Dr. Richard Just clearly lays out a few of the problems that physicians are having with EMRs, but his apparent conclusion and the conclusion of the headline of the article are wrong.

He appears to think that while the current offering of EMRs are poor, we need to “suffer” through them.

Quite the opposite is true in fact. We should not support companies that make harmful products because of the promise that one day they will be beneficial any more than we would give a patient an experimental drug on the promise that one day the company will figure out a different drug that works.

False dichotomies are frequently raised in the discussion of EMRs. For example, unreadable handwritten progress notes are compared to legible electronic notes as an example of how EMR notes are better. However, we are all fully aware of the uselessness of many of the legible but copy-and-pasted notes1 in our medical era or the problems with notes “disappearing” as in Dr. Just’s example. The fallacy is that notes have to be either in a certified EMR or handwritten.

In my hospital, hand-written progress notes are still the norm, but when I round, I type my notes into my laptop, using lots of custom macros and scripts to aide in the process, and put the printed note into the chart. It’s certainly no Hitech, Cchit, MU EMR, but it is fast, reliable, secure, and legible. Even better, no note has ever magically disappeared because the vitals were not already entered.

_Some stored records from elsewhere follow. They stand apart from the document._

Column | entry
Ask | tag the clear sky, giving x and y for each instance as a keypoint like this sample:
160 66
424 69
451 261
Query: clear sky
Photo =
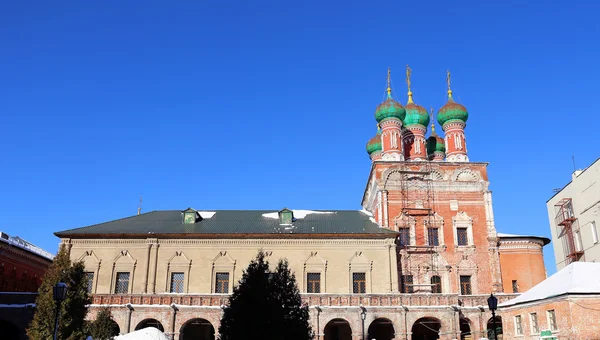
266 104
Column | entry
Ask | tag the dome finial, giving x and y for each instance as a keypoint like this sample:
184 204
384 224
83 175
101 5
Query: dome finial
448 82
408 73
389 82
431 114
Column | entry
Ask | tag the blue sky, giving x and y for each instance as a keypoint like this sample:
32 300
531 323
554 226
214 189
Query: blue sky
266 104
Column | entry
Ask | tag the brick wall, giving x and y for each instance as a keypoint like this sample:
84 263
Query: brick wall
521 260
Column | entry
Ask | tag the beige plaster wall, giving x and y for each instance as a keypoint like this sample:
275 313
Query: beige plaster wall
150 261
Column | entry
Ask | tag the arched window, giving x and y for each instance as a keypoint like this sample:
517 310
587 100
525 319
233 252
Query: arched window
436 283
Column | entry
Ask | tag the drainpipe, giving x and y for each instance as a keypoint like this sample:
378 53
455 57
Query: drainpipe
405 321
318 308
173 320
129 311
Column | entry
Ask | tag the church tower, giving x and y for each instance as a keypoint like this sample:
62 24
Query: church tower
453 119
434 197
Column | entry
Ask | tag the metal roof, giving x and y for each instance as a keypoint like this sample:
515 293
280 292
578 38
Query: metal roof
237 222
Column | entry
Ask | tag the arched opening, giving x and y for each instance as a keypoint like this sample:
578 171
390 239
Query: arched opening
9 331
116 330
490 328
150 323
436 284
426 329
465 329
381 329
197 329
338 329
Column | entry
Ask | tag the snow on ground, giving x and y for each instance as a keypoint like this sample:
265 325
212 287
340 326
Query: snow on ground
297 213
149 333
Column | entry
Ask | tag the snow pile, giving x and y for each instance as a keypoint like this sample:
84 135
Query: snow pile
207 214
149 333
371 218
297 213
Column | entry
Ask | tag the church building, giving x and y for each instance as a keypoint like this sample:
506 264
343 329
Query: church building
418 261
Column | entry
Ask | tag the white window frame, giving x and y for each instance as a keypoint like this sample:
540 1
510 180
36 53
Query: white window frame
548 312
578 241
462 220
594 232
518 323
531 323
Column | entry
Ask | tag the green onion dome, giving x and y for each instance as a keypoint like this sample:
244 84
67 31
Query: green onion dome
435 142
374 143
415 114
452 112
389 109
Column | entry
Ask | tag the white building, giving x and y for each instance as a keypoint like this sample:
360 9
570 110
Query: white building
574 214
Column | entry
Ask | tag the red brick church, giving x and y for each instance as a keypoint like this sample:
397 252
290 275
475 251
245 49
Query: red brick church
417 262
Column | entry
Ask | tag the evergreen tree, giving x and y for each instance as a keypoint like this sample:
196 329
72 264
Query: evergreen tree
290 317
103 327
73 310
265 305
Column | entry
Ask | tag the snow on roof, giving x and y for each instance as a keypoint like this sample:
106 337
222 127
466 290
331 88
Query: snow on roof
149 333
576 278
298 213
545 239
25 245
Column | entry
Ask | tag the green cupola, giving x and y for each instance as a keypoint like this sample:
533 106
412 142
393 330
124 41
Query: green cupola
374 144
389 108
435 142
415 114
451 111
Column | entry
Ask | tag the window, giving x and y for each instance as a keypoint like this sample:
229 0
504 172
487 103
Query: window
406 284
433 237
465 285
515 286
404 237
518 325
177 282
122 286
313 282
552 320
222 283
534 326
436 282
359 283
461 236
89 278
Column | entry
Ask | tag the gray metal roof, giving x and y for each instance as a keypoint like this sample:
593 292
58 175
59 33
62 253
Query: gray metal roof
237 222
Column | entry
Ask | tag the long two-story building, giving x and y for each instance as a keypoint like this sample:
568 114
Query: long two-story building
417 262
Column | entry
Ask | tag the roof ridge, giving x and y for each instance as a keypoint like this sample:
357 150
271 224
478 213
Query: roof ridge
118 219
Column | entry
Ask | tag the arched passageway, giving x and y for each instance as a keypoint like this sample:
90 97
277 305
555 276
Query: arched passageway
465 329
426 329
490 328
197 329
338 329
150 323
116 330
8 330
381 329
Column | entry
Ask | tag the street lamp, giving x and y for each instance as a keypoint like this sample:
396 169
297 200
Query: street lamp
363 316
60 294
493 305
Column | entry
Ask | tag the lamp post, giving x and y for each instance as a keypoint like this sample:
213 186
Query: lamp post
363 316
493 305
60 294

As a nerd, programmer, and the one ultimately responsible for the safety of my patients, I declare that the EMRs I have been exposed to are unacceptable and at the same time that there are many electronic, technophilic ways to improve patient care.

I relish the day that I can purchase a quality EMR that makes my work better and my patient’s healthier. Until that time, I will not waste money supporting shit but will continue to make my own tools.

Supporting bad products, bad technology companies, and bad med-tech policies, regulations, and laws only delay, and hopefully not destroy, the time when we will one day have something worthy of our profession. Your patients deserve better.

  1. Just yesterday, I saw a patient in consult in which every single physical exam for the last year documented “stippling in the back of the throat, with erythema and purulent exudate”.